This gallery is a selection of some of the best moments captured during Carnival celebrations by Associated Press photographers across Latin America and the Caribbean.

The highlight of the year for many in Brazil is Rio de Janeiro's over-the-top party and competition at the famed Sambadrome. This year featured sensual red devils, the classic high-heeled women in barely covering outfits of feathers, singing performers with instruments, and people in large dresses spinning across the floor to impress the judges.

There was plenty of action outside the famed stadium, too.
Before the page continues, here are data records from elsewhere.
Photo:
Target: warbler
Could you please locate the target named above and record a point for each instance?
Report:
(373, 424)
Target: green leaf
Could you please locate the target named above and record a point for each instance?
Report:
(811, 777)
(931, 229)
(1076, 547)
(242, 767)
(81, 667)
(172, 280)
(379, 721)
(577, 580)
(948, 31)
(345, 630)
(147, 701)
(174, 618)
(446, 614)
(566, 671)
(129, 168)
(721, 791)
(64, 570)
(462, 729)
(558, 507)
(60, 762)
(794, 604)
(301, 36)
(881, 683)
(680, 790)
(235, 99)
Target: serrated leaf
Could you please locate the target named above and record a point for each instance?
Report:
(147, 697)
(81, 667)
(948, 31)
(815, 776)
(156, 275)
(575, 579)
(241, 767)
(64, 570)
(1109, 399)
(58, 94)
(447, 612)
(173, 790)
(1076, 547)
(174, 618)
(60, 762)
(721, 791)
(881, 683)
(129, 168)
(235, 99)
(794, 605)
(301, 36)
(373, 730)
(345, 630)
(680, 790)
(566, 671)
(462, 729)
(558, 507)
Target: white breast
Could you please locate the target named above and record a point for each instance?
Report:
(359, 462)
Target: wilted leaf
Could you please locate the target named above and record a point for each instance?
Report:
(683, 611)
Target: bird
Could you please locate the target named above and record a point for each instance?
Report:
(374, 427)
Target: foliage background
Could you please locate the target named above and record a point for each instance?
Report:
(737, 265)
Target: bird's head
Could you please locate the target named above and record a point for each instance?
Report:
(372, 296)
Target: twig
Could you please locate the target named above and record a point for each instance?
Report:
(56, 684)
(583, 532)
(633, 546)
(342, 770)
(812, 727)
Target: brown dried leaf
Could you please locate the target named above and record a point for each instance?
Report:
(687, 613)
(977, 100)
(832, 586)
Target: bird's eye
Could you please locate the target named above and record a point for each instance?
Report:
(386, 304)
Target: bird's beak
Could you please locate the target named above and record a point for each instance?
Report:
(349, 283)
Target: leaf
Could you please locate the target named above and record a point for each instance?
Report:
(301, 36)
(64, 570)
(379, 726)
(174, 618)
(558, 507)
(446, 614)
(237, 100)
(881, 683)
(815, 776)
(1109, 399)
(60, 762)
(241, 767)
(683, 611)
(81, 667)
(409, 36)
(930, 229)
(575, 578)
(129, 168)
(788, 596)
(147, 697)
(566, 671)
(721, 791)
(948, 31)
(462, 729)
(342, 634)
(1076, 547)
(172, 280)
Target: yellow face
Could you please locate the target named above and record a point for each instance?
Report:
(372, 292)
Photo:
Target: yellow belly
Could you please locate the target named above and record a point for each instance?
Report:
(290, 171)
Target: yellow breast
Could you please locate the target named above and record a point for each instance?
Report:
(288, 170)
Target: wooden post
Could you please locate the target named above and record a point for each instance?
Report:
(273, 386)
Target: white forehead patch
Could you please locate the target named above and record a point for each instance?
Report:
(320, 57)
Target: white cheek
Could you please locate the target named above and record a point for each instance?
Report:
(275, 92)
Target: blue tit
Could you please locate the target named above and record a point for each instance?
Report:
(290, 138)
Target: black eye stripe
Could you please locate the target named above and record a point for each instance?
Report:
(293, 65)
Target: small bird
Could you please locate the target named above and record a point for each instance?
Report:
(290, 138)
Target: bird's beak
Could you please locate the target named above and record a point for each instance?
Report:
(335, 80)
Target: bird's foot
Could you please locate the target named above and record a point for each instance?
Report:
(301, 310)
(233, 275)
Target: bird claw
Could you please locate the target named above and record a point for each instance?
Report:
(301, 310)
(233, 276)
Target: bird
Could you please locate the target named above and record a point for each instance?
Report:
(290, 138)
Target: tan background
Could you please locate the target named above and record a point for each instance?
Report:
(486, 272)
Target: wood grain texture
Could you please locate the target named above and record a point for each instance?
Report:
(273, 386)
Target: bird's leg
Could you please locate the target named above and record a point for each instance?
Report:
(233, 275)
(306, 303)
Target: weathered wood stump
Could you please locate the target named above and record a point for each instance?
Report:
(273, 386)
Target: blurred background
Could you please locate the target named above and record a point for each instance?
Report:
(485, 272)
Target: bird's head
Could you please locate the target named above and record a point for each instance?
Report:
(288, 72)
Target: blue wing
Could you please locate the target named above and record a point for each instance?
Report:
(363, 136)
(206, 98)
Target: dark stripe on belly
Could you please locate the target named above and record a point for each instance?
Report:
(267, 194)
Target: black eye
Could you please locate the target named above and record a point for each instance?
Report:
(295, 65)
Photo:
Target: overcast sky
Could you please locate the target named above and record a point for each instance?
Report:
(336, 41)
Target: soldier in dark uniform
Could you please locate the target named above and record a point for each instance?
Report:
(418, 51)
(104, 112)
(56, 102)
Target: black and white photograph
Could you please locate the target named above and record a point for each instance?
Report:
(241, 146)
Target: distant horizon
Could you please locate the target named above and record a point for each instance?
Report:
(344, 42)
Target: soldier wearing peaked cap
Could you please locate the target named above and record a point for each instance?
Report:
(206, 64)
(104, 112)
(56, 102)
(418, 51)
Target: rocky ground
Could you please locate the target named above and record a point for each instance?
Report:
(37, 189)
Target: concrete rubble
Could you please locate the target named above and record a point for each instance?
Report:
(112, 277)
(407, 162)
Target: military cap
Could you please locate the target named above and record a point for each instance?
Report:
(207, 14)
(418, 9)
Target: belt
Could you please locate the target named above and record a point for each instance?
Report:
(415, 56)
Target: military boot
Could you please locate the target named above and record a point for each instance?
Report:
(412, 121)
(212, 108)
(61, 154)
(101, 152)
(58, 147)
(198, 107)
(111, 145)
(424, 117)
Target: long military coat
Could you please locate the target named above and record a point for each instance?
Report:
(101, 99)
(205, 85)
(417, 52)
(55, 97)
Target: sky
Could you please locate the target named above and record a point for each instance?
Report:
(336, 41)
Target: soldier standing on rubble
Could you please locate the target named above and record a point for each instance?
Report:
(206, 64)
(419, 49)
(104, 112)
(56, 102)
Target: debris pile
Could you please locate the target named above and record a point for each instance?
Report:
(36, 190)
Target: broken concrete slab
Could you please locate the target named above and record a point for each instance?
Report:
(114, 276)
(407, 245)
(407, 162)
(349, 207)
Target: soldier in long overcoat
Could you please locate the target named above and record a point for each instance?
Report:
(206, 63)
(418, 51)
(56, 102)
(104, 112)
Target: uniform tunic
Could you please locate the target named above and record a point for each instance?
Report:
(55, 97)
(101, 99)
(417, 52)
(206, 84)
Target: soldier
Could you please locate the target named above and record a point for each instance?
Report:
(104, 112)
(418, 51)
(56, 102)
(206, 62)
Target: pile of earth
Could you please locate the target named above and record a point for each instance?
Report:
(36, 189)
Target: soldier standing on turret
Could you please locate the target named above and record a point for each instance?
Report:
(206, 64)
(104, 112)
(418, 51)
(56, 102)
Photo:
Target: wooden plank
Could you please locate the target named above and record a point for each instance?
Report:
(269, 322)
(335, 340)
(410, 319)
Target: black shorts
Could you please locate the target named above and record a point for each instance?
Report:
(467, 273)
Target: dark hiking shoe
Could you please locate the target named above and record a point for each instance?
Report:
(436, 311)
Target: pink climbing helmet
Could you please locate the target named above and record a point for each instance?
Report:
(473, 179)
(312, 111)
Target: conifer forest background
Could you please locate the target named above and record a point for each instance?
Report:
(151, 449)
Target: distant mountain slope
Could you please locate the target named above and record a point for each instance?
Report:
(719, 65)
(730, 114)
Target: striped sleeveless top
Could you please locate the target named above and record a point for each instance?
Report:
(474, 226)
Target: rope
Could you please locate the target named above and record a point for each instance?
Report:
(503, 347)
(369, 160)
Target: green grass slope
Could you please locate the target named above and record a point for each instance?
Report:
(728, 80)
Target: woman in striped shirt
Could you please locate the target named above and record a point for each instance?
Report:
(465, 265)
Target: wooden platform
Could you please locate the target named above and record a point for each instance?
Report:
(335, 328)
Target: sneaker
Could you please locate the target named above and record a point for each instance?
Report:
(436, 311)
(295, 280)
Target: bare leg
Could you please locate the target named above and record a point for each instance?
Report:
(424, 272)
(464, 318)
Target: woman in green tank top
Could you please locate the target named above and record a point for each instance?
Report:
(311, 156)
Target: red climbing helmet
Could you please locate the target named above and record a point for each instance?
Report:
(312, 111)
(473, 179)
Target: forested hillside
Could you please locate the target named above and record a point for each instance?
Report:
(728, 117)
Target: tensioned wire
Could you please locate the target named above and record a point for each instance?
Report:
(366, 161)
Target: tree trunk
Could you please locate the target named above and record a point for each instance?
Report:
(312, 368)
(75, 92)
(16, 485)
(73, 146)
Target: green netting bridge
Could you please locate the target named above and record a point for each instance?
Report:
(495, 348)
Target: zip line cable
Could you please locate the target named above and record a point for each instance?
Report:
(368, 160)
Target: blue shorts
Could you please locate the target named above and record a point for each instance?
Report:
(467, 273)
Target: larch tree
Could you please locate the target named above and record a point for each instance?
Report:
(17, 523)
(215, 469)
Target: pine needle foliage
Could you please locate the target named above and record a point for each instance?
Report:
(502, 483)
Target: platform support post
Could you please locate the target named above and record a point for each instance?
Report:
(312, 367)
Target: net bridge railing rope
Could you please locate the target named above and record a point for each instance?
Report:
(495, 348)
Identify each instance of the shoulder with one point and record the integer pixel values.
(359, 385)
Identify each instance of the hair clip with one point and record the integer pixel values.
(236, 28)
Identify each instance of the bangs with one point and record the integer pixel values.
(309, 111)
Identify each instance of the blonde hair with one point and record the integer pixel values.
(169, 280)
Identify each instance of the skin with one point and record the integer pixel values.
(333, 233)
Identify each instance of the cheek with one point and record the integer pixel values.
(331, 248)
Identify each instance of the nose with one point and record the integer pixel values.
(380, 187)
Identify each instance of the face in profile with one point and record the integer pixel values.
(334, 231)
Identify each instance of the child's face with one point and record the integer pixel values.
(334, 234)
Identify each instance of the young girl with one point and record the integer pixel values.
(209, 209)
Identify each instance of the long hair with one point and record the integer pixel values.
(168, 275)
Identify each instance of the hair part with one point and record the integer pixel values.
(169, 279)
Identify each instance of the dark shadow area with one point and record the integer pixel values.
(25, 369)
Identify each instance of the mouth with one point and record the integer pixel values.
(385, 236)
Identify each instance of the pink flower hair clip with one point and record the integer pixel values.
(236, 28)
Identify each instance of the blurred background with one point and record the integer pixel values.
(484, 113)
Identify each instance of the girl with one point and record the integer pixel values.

While the city's elite held a private bash in tuxedos and cocktail dresses resembling the "Great Gatsby" era, outside in the street a scrawny young boy sold cans of spray foam to partiers at an anti-government Carnival protest and costumed patients from a mental hospital sat dazed on the sidewalk.

Men in blue beards partied in the streets as did a half-man, half-unicorn and "Mike" the boxing dog. People in costumes from "The Simpsons" and "Wonder Woman" brought color to the subway, and one man squeezed in a power nap along the parade route.

In other parts of Brazil, muddy men bonded over beer and celebrants in rural areas honored traditions dating back to the country's sugar plantation days.

Outside Brazil, rum-fueled parties and high-energy dance music gave life to a city in southern Haiti still recovering from last fall's punishing Hurricane Matthew. An elderly couple in Panama showed up in bride and groom costumes. In Oruro, Bolivia, local people in colorful horned costumes performed the "Dance of the Devils," a celebration that has developed over more than 200 years to blend pagan and Roman Catholic religious practices.